Is Kyber Network a good investment?
KNC is a speculative asset whose value depends on KyberSwap's volume, fee capture, and ability to compete with aggregators like 1inch, ParaSwap, and Odos. Consider the 2023 Elastic exploit, ongoing product roadmap, and broader DeFi trends before investing, and never allocate more than you can afford to lose.
What is the minimum amount to buy KNC on Binance?
Binance typically requires a minimum spot order of around 5 USDT equivalent, so you can start with a very small position. For card purchases the minimum is usually $15 worth, and fees vary by payment method.
Is KNC safe to hold after the 2023 KyberSwap exploit?
The November 2023 exploit targeted KyberSwap Elastic liquidity pools, not the KNC token contract itself, so KNC balances in wallets and exchanges were unaffected. Kyber has since audited and redeployed affected contracts, though users should always review the latest security disclosures before providing liquidity.
Which wallets support KNC?
KNC is an ERC-20 token with deployments on multiple chains, so it works with MetaMask, Trust Wallet, Ledger, Trezor, Rabby, and most major self-custody wallets. Make sure you select the correct network (Ethereum, Arbitrum, Optimism, Polygon, etc.) when adding the token.
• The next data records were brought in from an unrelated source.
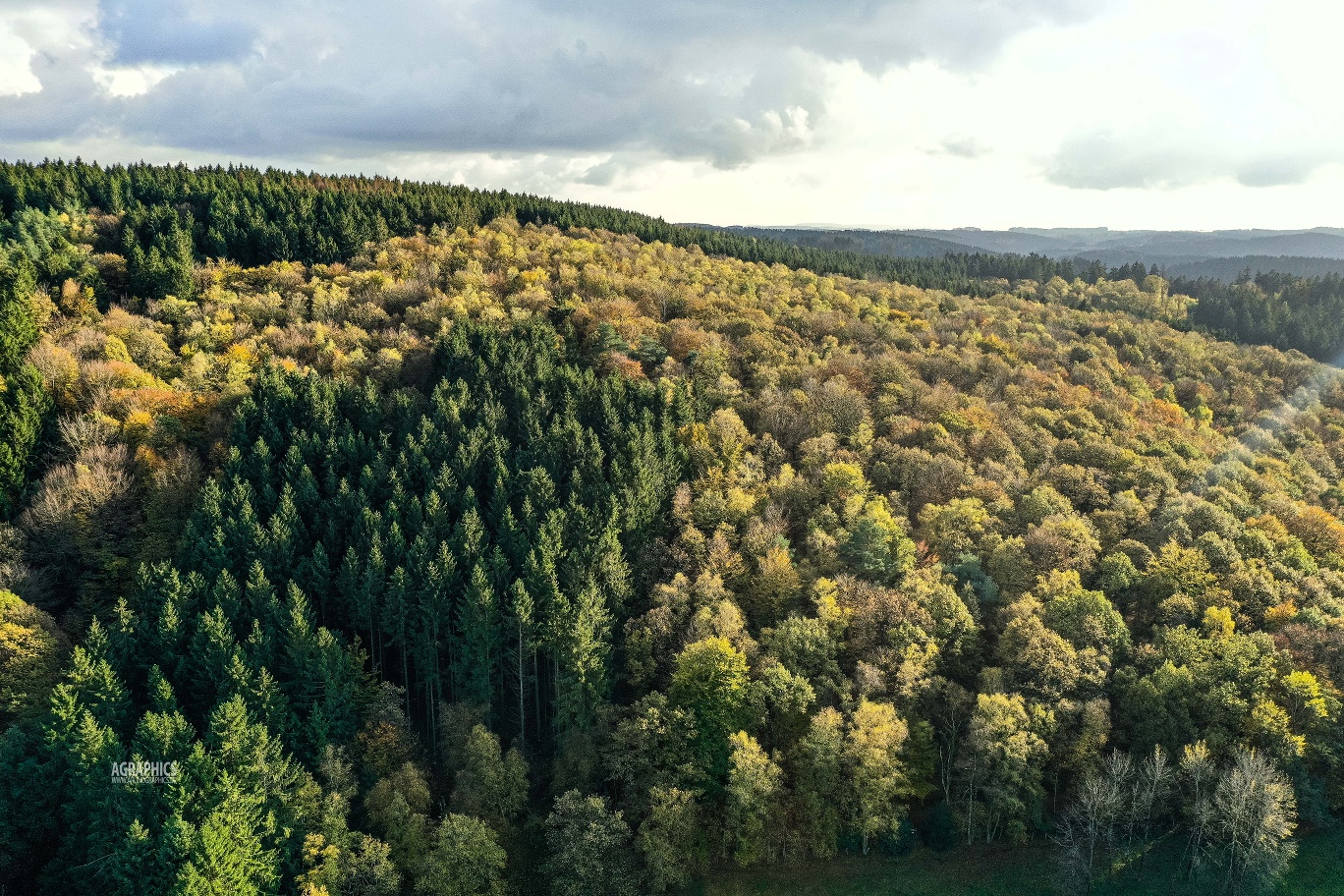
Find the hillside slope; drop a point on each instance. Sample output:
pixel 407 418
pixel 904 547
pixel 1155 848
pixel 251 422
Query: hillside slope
pixel 583 562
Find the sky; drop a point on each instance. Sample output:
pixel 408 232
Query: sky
pixel 1161 114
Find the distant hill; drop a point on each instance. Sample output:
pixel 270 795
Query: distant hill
pixel 1229 269
pixel 1120 246
pixel 1112 248
pixel 871 242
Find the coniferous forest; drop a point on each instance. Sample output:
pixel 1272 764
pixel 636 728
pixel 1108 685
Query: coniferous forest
pixel 452 541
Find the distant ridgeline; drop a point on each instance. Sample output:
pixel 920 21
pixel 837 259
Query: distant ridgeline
pixel 172 214
pixel 161 219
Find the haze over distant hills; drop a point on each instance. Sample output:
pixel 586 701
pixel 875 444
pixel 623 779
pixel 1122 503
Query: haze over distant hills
pixel 1222 254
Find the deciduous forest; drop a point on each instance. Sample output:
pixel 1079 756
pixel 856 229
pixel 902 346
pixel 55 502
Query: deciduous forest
pixel 455 541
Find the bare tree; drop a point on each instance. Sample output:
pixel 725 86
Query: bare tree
pixel 1250 819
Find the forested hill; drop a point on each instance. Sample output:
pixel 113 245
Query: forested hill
pixel 155 223
pixel 167 218
pixel 522 559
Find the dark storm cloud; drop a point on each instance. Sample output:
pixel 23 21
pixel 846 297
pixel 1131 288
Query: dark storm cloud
pixel 725 81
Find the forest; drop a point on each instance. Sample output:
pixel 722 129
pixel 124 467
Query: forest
pixel 506 547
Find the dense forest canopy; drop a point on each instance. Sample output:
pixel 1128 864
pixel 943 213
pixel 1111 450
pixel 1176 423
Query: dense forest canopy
pixel 523 558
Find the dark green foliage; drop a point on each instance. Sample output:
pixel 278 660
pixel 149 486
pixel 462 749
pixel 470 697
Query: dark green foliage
pixel 254 218
pixel 1277 309
pixel 23 403
pixel 590 849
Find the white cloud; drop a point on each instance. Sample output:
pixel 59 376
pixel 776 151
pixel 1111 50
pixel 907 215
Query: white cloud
pixel 1143 113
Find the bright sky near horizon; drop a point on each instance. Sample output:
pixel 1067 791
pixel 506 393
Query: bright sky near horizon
pixel 879 113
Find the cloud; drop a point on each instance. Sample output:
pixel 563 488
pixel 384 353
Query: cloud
pixel 172 32
pixel 964 148
pixel 1172 160
pixel 727 83
pixel 1103 161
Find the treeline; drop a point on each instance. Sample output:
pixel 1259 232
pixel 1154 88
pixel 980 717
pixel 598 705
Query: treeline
pixel 1273 309
pixel 507 556
pixel 170 216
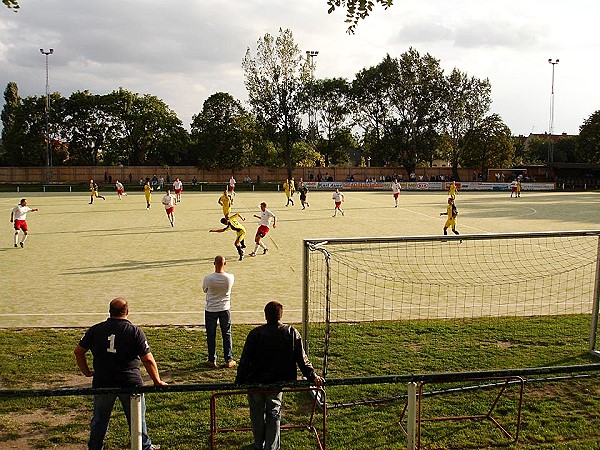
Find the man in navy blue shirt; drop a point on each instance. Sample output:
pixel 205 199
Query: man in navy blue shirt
pixel 118 348
pixel 271 354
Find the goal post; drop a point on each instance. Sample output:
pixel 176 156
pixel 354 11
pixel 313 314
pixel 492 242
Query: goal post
pixel 501 284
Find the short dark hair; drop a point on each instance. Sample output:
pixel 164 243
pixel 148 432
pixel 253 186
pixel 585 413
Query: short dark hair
pixel 273 311
pixel 118 307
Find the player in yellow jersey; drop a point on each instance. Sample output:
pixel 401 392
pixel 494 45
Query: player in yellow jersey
pixel 226 201
pixel 452 213
pixel 94 192
pixel 148 194
pixel 452 190
pixel 232 223
pixel 287 187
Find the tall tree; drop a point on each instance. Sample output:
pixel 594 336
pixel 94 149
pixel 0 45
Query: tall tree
pixel 488 144
pixel 11 130
pixel 371 109
pixel 221 133
pixel 588 147
pixel 466 101
pixel 88 128
pixel 275 79
pixel 146 131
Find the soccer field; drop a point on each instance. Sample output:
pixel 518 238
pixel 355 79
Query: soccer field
pixel 80 256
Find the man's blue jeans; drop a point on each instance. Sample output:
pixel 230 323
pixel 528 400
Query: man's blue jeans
pixel 103 405
pixel 210 322
pixel 265 416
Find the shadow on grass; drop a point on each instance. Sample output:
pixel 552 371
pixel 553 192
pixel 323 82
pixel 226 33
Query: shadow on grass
pixel 137 265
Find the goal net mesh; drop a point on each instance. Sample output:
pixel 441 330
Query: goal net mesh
pixel 435 288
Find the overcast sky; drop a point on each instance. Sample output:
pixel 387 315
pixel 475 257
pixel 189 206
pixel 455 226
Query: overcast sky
pixel 183 51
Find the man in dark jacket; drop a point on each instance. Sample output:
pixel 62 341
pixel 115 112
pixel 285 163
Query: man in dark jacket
pixel 271 354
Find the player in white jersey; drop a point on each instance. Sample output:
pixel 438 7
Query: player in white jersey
pixel 18 215
pixel 120 189
pixel 170 201
pixel 263 228
pixel 396 191
pixel 178 187
pixel 338 198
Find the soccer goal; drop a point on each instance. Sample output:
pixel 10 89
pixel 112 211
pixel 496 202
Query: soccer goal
pixel 375 306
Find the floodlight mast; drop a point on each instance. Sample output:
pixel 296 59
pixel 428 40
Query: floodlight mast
pixel 551 124
pixel 47 114
pixel 310 55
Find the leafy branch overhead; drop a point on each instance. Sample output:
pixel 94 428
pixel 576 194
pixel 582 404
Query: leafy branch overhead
pixel 356 9
pixel 11 4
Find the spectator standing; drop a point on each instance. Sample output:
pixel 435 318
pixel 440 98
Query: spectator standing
pixel 217 287
pixel 178 187
pixel 117 347
pixel 271 354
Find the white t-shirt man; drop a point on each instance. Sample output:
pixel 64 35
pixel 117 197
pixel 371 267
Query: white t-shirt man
pixel 169 201
pixel 20 212
pixel 337 197
pixel 217 287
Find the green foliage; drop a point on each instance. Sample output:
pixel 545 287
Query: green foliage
pixel 465 103
pixel 11 4
pixel 276 79
pixel 222 134
pixel 488 144
pixel 147 131
pixel 356 9
pixel 588 146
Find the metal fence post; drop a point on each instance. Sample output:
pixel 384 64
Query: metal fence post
pixel 411 425
pixel 136 421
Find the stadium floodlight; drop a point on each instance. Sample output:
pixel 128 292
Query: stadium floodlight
pixel 47 114
pixel 310 55
pixel 551 125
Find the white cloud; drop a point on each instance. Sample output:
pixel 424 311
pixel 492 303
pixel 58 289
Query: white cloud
pixel 183 51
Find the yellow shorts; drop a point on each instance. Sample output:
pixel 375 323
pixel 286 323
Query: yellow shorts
pixel 240 235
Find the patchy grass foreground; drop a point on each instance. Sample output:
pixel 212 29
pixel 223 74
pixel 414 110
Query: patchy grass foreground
pixel 561 414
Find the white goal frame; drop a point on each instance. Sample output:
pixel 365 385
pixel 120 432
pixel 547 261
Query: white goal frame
pixel 327 246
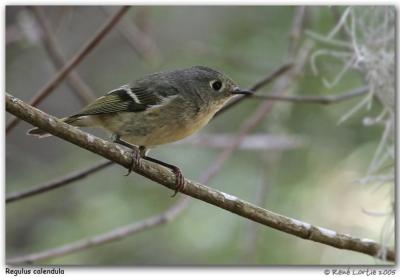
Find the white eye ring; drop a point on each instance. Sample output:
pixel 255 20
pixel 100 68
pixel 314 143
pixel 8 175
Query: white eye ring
pixel 216 85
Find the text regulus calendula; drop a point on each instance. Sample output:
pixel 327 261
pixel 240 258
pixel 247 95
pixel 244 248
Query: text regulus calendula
pixel 159 108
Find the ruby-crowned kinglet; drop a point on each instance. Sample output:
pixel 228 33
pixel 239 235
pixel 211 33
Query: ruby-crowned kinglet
pixel 159 108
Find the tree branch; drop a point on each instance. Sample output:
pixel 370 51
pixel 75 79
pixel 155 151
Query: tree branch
pixel 324 100
pixel 263 82
pixel 196 190
pixel 113 235
pixel 56 56
pixel 90 45
pixel 59 182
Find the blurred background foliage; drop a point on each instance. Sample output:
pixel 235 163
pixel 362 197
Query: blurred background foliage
pixel 313 182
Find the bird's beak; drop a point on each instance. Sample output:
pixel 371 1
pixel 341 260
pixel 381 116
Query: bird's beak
pixel 242 91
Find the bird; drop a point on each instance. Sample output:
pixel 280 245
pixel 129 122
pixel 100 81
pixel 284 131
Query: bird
pixel 157 109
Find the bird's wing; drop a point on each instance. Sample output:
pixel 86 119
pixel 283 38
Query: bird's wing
pixel 125 99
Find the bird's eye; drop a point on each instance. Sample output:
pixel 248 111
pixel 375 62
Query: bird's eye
pixel 216 85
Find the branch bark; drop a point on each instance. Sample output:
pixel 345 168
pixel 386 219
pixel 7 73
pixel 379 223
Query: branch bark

How is KNC different from UNI or 1INCH?
UNI governs Uniswap's AMM pools, while 1INCH and KNC both govern aggregator protocols. Kyber differentiates through its Dynamic Market Maker, Elastic concentrated liquidity, and early multi-chain expansion, giving stakers exposure to both aggregator fees and native pool revenue.
Where can I track live KNC price and volume?
CoinGecko, CoinMarketCap, and Binance provide real-time KNC price, market cap, and 24-hour volume data. For on-chain analytics such as KyberSwap trading volume and DAO staking metrics, dashboards on Dune Analytics and DefiLlama are reliable sources.
Risk Warning
Cryptocurrency prices are highly volatile and can change rapidly. The information on this site is provided for informational purposes only and does not constitute financial, investment, or trading advice.